Bid to stop “dangerous” CAM scenario becoming a reality

Medical politics

By Tessa Hoffman

23 May 2018

Consumer advocates have made an 11th hour bid to force manufacturers to declare when therapeutic claims for their complementary medicines are based solely on traditional use.

The TGA has now approved its list of “permitted indications” for therapeutic goods, which includes 1000 ‘indications’ many of which are not recognised by modern medicine, like “Activate meridians/channels” an ‘indication’ allowable for Traditional Chinese Medicines.

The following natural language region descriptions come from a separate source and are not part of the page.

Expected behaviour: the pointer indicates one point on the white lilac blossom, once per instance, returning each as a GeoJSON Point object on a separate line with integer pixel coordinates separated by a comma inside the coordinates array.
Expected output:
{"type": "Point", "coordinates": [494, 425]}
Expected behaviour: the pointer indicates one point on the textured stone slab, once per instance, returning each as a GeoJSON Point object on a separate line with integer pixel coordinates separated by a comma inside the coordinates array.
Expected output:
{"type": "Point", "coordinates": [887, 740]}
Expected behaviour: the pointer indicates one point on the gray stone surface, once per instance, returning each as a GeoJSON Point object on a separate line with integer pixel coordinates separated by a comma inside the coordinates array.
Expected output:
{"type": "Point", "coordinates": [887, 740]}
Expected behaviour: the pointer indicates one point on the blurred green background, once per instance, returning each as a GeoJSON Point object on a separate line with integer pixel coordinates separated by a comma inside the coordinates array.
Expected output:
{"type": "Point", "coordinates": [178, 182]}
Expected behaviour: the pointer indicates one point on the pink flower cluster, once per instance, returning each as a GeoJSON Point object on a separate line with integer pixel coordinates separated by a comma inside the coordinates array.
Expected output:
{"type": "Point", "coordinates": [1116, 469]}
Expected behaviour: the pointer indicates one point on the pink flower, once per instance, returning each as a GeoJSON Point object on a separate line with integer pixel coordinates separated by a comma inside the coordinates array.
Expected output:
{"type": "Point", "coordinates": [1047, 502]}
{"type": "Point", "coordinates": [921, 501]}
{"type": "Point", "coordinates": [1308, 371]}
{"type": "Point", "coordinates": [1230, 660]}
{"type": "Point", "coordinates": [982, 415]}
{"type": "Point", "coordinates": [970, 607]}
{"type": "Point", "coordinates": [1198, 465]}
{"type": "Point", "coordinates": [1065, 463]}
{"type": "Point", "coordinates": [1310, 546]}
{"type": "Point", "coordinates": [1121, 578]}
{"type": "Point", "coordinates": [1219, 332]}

The TGA claims the list will provide “greater certainty and protection for consumers” by placing boundaries on the currently unlimited number of descriptions that can be made for low-risk products.

Consumer group Choice is now pushing for amendments to the list, saying in its current form will allow some 860 claims with no scientific basis to be displayed on therapeutic products regularly sold in pharmacies and supermarkets.

It will also allow manufacturers of homeopathic products to claim these products have therapeutic benefits – such as decreasing the time it takes to fall asleep and relieving symptoms of mild anxiety.

Choice Campaigns and Policy Team Lead Katinka Day told the limbic the campaigners had until 25 June to convince a Senate majority to approve a disallowance motion to enable an amendment to the list, before it becomes enshrined in legislation.

“At minimum, we’d like to see these companies display a clear warning on pack informing people that these claims are based solely on traditional use and have no scientific basis,” Ms Day says.

“The way the current legislation is it does not allow consumers to be able to separate fact from fiction, it makes it very difficult when you have thousands of products in front of you in the chemist or supermarket to work out what products are backed by evidence and which ones aren’t so it’s really calling for an amendment of the legislation on the basis that consumers should be informed.”

“Legislation should be based on the needs of consumers not based on the needs of pharmaceutical companies and therapeutic goods companies who want to put whatever they want on medicine.  That’s a really dangerous position that we might be in and what we’ll see is that therapeutic goods can make a whole range of claims without the science to back it up and that is a really dangerous future scenario.”